Hidden Key Issue. The Storyteller will not immediately indicate that the Immaculate Order has a presence in the scene, only dropping hints along the way to signal that its influence is here.

Example 2: Escape

They were on a simple reconnaissance mission: infiltrate the Guild’s meeting, and discover their end goal. They didn’t realize that a Slave Trader was part of the meeting, nor that their Zenith caste would have such a violent reaction upon discovering this fact.

Now, they need to escape before the entire city is called down upon them.

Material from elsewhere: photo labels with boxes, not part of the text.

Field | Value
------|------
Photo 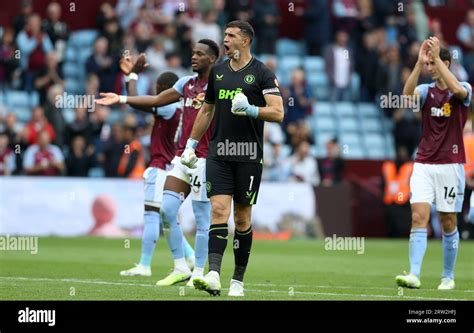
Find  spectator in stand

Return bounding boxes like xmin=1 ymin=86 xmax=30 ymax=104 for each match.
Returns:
xmin=456 ymin=9 xmax=474 ymax=77
xmin=254 ymin=0 xmax=280 ymax=54
xmin=192 ymin=10 xmax=222 ymax=46
xmin=35 ymin=51 xmax=64 ymax=104
xmin=0 ymin=27 xmax=21 ymax=89
xmin=289 ymin=141 xmax=320 ymax=186
xmin=332 ymin=0 xmax=358 ymax=31
xmin=66 ymin=107 xmax=92 ymax=146
xmin=159 ymin=53 xmax=190 ymax=77
xmin=23 ymin=131 xmax=64 ymax=176
xmin=118 ymin=124 xmax=145 ymax=179
xmin=392 ymin=67 xmax=421 ymax=156
xmin=283 ymin=68 xmax=314 ymax=128
xmin=16 ymin=14 xmax=53 ymax=91
xmin=97 ymin=123 xmax=125 ymax=177
xmin=286 ymin=119 xmax=314 ymax=151
xmin=145 ymin=37 xmax=166 ymax=77
xmin=376 ymin=45 xmax=403 ymax=104
xmin=382 ymin=146 xmax=413 ymax=237
xmin=224 ymin=0 xmax=253 ymax=22
xmin=115 ymin=0 xmax=143 ymax=30
xmin=42 ymin=84 xmax=65 ymax=147
xmin=43 ymin=2 xmax=69 ymax=62
xmin=96 ymin=2 xmax=117 ymax=32
xmin=66 ymin=135 xmax=94 ymax=177
xmin=86 ymin=73 xmax=100 ymax=97
xmin=130 ymin=6 xmax=155 ymax=53
xmin=0 ymin=129 xmax=16 ymax=176
xmin=318 ymin=138 xmax=345 ymax=187
xmin=13 ymin=0 xmax=33 ymax=36
xmin=356 ymin=32 xmax=379 ymax=102
xmin=324 ymin=30 xmax=354 ymax=102
xmin=102 ymin=18 xmax=123 ymax=59
xmin=295 ymin=0 xmax=331 ymax=56
xmin=86 ymin=37 xmax=118 ymax=91
xmin=22 ymin=106 xmax=56 ymax=146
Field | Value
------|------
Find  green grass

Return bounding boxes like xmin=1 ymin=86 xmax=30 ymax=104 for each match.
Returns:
xmin=0 ymin=237 xmax=474 ymax=300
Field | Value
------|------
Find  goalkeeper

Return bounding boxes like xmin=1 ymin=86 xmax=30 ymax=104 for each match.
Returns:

Escape from the Guild Hall.

Key Issues

  1. Physically Escape (silently)

    They will need to traverse the complicated and guarded corridors of the guild hall.

  1. Remove Presence
    (Difficult—5) (optional)

    If they are to get their plans back on track, they will need to confuse people who saw them into misremembering what happened, and remove any indications that they were here tonight.

  2. Calm Rampaging Ally

    Their Zenith cast ally is currently limit breaking, seeking to destroy the slaver’s guild and free all of the ‘merchandise’ with their sheer force of will. They need to be either appeased or forced to take their mission in a better way.


This is a timed scene, with actual defined, structured rounds. The Storyteller has decided that on Round 3, the guards will alert the guild hall.

On Round 5, more guards and innocent bystanders will fill the hall, increasing the difficulty of all stealth rolls.

On Round 7, the gates will be closed, presumably forcing a failure of the scene.